Tuesday, 7 May 2013
Home education and abuse; the last post for a while
I am so busy with writing lately, that I really cannot spare any time for this blog; at least for a few months. Before I go, I must answer a point made today by Anne, who comments regularly on here. She said, quite correctly, that:
‘According to the NSPCC in June 2012, there are no collated statistics for actual child abuse in the UK’
This is true. We have no idea at all what the actual rate of abuse is among children in this country. All that we can ever talk about are rates of detected child abuse. Now the thing about child abuse is, the more you look for it, the more you will find. It is like ants in the garden. If you just go into your garden and glance around for a few seconds, you might very easily conclude that there are no ants about. If, on the other hand, you were to get down on your hands and knees in a flower made and peer through a magnifying glass for half and hour; you would see loads of them. This accounts in part for the high levels of detected abuse among children under three. They are seen and examined more than other age groups. When children roll up their sleeves for their MMR jabs, doctors sometimes notice bruises or burns. When babies are see by Health Visitors, some are noticed to be ’failing to thrive’, as the jargon has it. Because they are seen so often by health professionals, often with some of their clothing removed, the signs of physical abuse and neglect can often be detected.
There is a natural and uncomfortable corollary to this. If seeing children more will lead to more cases of abuse being detected, then seeing them less will result in fewer cases being uncovered. We have no idea at all whether home educated children are more likely to be abused than those at school, but we can be reasonably sure that fewer of those children will be detected as victims of abuse. In fact it is highly likely that in addition to this, different groups of children will suffer different rates of abuse; for cultural, ethnic, religious or other reasons. It is unlikely that the level of abuse in such a distinct and unusual group as home educating families would be the same as the general population; but we have no way of knowing if it is higher or lower. All we can assert with confidence is that fewer cases are likely to be detected, for precisely the same reason that more cases are detected among children under three. The more you examine children, the more abuse will be detected; the less you examine them, the less abuse you will find.

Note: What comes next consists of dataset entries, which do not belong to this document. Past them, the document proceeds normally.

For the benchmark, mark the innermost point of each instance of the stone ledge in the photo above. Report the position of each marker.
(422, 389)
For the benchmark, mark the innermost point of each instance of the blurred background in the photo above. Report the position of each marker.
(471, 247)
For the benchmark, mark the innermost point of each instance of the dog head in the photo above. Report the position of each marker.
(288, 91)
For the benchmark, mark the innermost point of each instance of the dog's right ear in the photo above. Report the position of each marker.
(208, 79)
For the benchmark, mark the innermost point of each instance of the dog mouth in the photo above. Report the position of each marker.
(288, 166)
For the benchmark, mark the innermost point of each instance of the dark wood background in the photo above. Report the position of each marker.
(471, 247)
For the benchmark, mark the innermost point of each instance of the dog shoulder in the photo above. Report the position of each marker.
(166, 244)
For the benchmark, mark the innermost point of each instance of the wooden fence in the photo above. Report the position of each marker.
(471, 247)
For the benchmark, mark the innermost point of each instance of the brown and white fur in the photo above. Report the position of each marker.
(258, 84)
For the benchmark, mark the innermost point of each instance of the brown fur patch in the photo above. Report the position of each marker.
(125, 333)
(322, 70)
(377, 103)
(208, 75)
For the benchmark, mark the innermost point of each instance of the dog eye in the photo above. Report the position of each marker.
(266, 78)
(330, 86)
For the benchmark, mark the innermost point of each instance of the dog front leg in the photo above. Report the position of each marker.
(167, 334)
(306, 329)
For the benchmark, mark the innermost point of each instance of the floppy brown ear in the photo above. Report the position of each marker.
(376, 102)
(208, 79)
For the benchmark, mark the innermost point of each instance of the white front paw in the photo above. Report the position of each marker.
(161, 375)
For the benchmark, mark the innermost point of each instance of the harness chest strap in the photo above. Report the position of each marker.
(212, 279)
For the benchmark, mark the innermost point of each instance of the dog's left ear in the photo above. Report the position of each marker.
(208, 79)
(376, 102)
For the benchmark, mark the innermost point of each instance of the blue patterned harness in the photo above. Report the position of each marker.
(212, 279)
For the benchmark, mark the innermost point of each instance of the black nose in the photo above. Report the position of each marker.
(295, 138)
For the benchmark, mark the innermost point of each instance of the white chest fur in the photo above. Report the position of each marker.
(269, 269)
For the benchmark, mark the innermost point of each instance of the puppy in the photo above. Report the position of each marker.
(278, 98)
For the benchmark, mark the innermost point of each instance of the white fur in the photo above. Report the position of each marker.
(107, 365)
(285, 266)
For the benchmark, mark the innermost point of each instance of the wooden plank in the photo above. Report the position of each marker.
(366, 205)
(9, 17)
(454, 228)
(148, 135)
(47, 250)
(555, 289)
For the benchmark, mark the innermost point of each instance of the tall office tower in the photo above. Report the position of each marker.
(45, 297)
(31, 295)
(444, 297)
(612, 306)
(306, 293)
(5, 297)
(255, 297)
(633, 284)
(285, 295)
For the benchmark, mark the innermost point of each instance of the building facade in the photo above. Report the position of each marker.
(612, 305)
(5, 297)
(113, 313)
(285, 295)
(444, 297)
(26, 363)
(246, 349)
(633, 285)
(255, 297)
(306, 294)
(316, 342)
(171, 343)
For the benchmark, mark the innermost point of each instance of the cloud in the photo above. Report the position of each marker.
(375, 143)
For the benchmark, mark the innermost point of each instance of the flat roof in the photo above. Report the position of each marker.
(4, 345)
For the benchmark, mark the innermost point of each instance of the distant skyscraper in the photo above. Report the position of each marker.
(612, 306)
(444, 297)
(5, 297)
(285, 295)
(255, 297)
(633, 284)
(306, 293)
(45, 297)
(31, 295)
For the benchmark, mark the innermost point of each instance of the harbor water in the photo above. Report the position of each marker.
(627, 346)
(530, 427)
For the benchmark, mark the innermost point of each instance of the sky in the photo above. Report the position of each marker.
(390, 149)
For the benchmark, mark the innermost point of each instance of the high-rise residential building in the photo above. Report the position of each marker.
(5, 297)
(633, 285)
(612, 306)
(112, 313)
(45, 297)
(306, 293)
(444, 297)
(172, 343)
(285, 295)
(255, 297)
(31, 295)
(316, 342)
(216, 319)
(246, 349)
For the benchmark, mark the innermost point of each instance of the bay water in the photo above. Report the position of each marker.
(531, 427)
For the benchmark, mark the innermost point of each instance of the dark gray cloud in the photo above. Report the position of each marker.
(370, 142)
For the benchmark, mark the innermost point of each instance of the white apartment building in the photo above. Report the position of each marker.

All this of course does not tell us anything useful, but it certainly explains the uneasiness of some professionals about home educating families. Such concern is not limited to home educators; although that is the only sort of concern that readers of this bog are likely to be aware of or care about. There is anxiety about orthodox Jewish communities in places like Stamford Hill in London and also in some fringe Christian groups. One such group has a crossover with home education, for its members try to keep themselves separate from ordinary society and do not send their children to school.
Anyway, fascinating as this topic is, and illogical and ill informed as those commenting here tend to be, I must leave it for now and get on with my work. I shall be back in a few months time.